Ilar plucked nervously at his slave collar as he ate, as if the weight of it pressed on him more now that they were fugitives. Alec unwrapped the rhekaro from its sling and set it on its feet. It hunkered down beside him, completely still.

Seregil wanted more than anything to grab Alec, check him for damage, and never let go. After all the weeks of uncertainty and abuse, he ached to hold him and be held. If Ilar and the rhekaro hadn’t been there, he probably would have, and damn the danger.

It hurt a little that Alec seemed more engrossed in caring for the unnatural creature. Seregil watched jealously as he bit off a small piece of apple and offered it to the rhekaro. The creature just stared at it, as if it had never seen food before.

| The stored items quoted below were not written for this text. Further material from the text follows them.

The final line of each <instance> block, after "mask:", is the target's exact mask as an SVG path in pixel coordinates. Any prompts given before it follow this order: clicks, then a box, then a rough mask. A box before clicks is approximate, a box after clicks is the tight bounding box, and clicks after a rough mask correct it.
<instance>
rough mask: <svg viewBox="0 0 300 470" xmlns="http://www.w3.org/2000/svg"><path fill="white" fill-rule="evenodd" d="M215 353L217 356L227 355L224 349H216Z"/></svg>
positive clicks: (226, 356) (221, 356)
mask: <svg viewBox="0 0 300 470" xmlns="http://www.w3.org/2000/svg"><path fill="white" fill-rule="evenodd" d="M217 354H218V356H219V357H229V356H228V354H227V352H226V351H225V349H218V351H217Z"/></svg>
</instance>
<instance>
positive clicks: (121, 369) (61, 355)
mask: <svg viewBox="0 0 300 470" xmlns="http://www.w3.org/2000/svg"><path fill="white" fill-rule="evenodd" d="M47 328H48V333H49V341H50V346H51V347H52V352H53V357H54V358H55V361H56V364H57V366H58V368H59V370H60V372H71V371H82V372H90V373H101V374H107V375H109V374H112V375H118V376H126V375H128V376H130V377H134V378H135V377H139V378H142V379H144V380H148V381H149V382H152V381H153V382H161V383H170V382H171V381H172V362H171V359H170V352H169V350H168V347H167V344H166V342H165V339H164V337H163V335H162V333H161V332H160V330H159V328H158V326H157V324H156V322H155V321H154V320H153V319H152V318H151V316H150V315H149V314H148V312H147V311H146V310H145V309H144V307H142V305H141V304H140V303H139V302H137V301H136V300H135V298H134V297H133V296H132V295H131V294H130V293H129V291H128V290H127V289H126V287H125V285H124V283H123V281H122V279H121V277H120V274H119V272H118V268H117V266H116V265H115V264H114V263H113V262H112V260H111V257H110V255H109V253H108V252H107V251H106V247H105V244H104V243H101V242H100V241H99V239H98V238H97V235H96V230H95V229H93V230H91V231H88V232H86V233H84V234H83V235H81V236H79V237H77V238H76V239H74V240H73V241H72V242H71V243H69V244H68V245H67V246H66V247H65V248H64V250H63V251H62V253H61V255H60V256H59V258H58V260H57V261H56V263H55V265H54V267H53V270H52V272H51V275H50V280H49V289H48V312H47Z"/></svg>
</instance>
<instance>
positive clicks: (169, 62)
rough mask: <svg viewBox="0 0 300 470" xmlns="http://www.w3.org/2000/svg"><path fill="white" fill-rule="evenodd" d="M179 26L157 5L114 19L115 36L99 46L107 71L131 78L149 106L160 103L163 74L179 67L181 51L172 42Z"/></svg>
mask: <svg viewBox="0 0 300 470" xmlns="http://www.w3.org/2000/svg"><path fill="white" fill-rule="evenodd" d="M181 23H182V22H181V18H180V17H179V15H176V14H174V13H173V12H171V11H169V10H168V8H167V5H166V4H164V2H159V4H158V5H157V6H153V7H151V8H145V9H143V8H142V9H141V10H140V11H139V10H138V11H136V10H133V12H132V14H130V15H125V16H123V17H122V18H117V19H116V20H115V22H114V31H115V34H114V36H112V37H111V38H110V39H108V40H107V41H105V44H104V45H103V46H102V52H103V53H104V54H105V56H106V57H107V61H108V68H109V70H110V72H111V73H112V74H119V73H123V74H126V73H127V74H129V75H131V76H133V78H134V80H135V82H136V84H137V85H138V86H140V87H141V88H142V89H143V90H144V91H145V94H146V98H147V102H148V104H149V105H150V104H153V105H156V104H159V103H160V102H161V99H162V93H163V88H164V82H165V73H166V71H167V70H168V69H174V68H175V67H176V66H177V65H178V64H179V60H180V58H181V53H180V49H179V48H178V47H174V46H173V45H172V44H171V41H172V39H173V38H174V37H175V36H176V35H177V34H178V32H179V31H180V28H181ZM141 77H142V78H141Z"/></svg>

As Seregil watched, Alec took out his knife and nicked the end of his own finger, then held it out. The creature grasped it eagerly and sucked it like a teat.

Seregil grimaced. “It eats blood?”

“His name is Sebrahn.”

“Oh lovely. You’ve named it.”

“That’s right. And it’s my blood he eats. Just mine. That’s why I couldn’t leave him. He’d starve. It’s all right, though. He never needs very much. See? He’s done.”

The rhekaro sat back and licked a last dark smear from its colorless lips. Its tongue looked grey in this light.